When dealing with virtualization and networking in the kernel, a number
of fairly difficult concepts come up regularly. Last week, while
tracking down some bugs with KVM and
virtio in this area, decided to write
up some notes on this stuff.
Thanks to Herbert Xu for
checking over these.
Also, a good resource I came across while looking into this stuff is
Dave Miller's How SKBs
Work. If you don't know
your headroom from your tailroom, that's not a bad place to start.
Checksumming
TCP (and other protocols) have a checksum in its header which is a sum
of the TCP header, payload and the "pseudo header" consisting of the
source and destination addresses, the protocol number and the length of
the TCP header and payload.
A TCP checksum is the inverted ones-complement sum of the pseudo header
and TCP header and payload, with the checksum field set to zero during
the computation.
Some hardware can do this checksum, so the networking stack will pass
the packet to the driver without the checksum computed, and the hardware
will insert the checksum before transmitting.
Now, with (para-)virtualization, we have a reliable transmission medium
between a guest and its host and any other guests, so a PV network
driver can claim to do hardware checksumming, but just pass the packet
to the host without the checksum. If it ever gets forwarded through a
physical device to a physical network, the checksum will be computed at
that point.
What we actually do with virtualization is compute a partial checksum of
everything except the TCP header and payload, invert that (getting the
ones-complement sum again) and store that in the checksum field. We then
instruct the other side that in order to compute the complete checksum,
it merely needs to sum the contents of the TCP header and payload
(without zeroing the checksum field) and invert the result.
This is accomplished in a generic way using the csum_start and
csum_offset fields - csum_start denotes the point at which to start
summing and csum_offset gives the location at which the result should
be stored.
Scatter-Gather I/O
If you've ever used readv()/writev(), you know the basic idea here.
Rather than passing around one large buffer with a bunch of data, you
pass a number of smaller buffers which make up a larger logical buffer.

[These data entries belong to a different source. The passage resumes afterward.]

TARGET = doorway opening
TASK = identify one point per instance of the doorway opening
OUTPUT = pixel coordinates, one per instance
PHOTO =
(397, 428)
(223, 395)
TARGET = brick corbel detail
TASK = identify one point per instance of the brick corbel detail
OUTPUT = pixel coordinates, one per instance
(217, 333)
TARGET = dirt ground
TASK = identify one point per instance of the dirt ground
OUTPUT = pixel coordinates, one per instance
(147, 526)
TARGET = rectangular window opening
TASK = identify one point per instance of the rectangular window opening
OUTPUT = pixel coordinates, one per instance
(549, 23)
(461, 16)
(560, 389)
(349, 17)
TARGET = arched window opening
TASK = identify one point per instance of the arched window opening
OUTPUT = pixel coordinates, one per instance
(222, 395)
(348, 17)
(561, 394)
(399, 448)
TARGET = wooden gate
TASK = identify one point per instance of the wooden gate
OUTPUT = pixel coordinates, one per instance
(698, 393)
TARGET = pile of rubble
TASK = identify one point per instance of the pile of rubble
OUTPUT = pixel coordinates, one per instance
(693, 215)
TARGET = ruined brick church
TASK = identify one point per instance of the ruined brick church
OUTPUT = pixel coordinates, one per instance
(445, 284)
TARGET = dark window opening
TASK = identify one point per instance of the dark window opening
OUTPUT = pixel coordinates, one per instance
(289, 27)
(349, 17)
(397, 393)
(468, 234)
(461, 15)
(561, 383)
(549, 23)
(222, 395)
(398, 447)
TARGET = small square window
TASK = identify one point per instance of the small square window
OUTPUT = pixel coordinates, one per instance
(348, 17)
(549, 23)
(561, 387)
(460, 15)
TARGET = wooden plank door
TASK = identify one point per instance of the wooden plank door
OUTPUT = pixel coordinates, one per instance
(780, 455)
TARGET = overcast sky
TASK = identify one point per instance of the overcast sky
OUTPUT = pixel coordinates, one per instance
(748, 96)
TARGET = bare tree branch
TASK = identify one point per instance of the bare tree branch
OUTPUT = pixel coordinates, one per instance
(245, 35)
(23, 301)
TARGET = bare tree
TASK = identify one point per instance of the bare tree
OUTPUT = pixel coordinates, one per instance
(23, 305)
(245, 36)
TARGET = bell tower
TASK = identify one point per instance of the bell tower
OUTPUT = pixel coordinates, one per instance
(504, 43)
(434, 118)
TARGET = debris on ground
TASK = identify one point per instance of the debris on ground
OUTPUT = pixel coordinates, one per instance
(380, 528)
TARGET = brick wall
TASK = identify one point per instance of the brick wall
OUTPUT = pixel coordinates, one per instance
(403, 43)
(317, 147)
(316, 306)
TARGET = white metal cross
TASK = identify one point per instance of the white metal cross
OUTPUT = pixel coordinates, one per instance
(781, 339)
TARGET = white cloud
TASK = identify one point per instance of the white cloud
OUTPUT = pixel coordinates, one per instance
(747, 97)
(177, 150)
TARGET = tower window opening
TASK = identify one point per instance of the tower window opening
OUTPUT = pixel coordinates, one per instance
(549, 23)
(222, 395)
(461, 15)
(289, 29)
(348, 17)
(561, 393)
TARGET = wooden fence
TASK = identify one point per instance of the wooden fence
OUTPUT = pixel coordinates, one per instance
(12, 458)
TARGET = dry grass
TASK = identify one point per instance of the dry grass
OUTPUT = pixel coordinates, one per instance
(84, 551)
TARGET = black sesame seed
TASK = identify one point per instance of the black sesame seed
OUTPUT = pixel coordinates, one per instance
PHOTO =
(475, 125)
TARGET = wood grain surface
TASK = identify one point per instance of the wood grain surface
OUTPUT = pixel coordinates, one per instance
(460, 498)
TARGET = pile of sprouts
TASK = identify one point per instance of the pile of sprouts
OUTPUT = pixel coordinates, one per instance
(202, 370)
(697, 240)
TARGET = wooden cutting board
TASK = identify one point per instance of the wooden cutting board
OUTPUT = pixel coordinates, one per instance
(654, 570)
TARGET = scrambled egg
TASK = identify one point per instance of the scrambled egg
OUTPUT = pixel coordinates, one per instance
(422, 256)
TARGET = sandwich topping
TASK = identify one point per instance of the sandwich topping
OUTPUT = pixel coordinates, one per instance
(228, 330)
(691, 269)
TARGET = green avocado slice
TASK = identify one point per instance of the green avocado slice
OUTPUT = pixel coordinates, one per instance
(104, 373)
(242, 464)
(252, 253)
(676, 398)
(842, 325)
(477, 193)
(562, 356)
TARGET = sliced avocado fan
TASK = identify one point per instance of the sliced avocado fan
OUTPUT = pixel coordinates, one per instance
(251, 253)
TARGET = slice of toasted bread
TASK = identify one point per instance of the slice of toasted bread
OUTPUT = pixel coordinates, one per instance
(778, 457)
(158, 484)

For example, you might have an array of buffer descriptors like:
struct iovec {
size_t iov_len; /* Number of bytes to transfer */
void *iov_base; /* Starting address */
};
In the case of network drivers, (non-linear) data can be scattered
across page size fragments:
struct skb_frag_struct {
struct page *page;
__u32 page_offset;
__u32 size;
};
sk_buff (well, skb_shared_info) is designed to be able to hold a 64k
frame in page size[1] fragments (skb_shinfo::nr_frags and
skb_shinfo::frags). The NETIF_F_SG feature flag lets the core
networking stack know that the driver supports scatter-gather across
this paged data.
Note, the skb_shared_info frag_list member is not used for
maintaining paged data, but rather it is used for fragmentation
purposes. The NETIF_F_FRAGLIST feature flag relates to this.
Another aspect of SG a flag, NETIF_F_HIGHDMA, which specifies whether
the driver can handle fragment buffers that were allocated out of high
memory.
You can see all these flags in action in dev_queue_xmit() where if any
of these conditions are not met, skb_linearize() is called which
coalesces any fragments into the skb buffer.
[1] - These are also known as non-linear skbs, or paged skbs.
This what "pskb" stands for in some APIs.
Segmentation Offload
TCP Segmentation Offload (TSO). UDP Fragmentation Offload (UFO). Generic
Segmentation Offload (GSO). Yeah, that stuff.
TSO is the ability of some network devices to take a frame and break it
down to smaller (i.e. MTU) sized frames before transmitting. This is
done by breaking the TCP payload into segments and using the same IP
header with each of the segments.
GSO is a generalisation of this in the kernel. The idea is that you
delay segmenting a packet until the latest possible moment. In the case
where a device doesn't support TSO, this would be just before passing
the skb to the driver. If the device does support TSO, the unsegmented
skb would be passed to the driver.
See dev_hard_start_xmit() for where dev_gso_segment() is used to
segment a frame before passing to the driver in the case where the
device does not support GSO.
With paravirtualization, the guest driver has the ability to transfer
much larger frames to the host, so the need for segmentation can be
avoided completely. The reason this is so important is that GSO enables
a much larger *effective* MTU between guests themselves and to their
host. The ability to transmit such large frames significantly increases
throughput.
An skb's skb_shinfo contains information on how the frame should be
segmented.
gso_size is the size of the segments which the payload should be broken
down into. With TCP, this would usually be the Maximum Segment Size
(MSS), which is the MTU minus the size of the TCP/IP header.
gso_segs is the number of segments that should result from
segmentation. gso_type indicates e.g. whether the payload is UDP or
TCP.
drivers/net/loopback.c:emulate_large_send_offload() provides a nice
simple example of the actions a TSO device is expected to perform - i.e.
breaking the TCP payload into segments and transmitting each of them as
individual frames after updating the IP and TCP headers with the length
of the packet, sequence number, flags etc.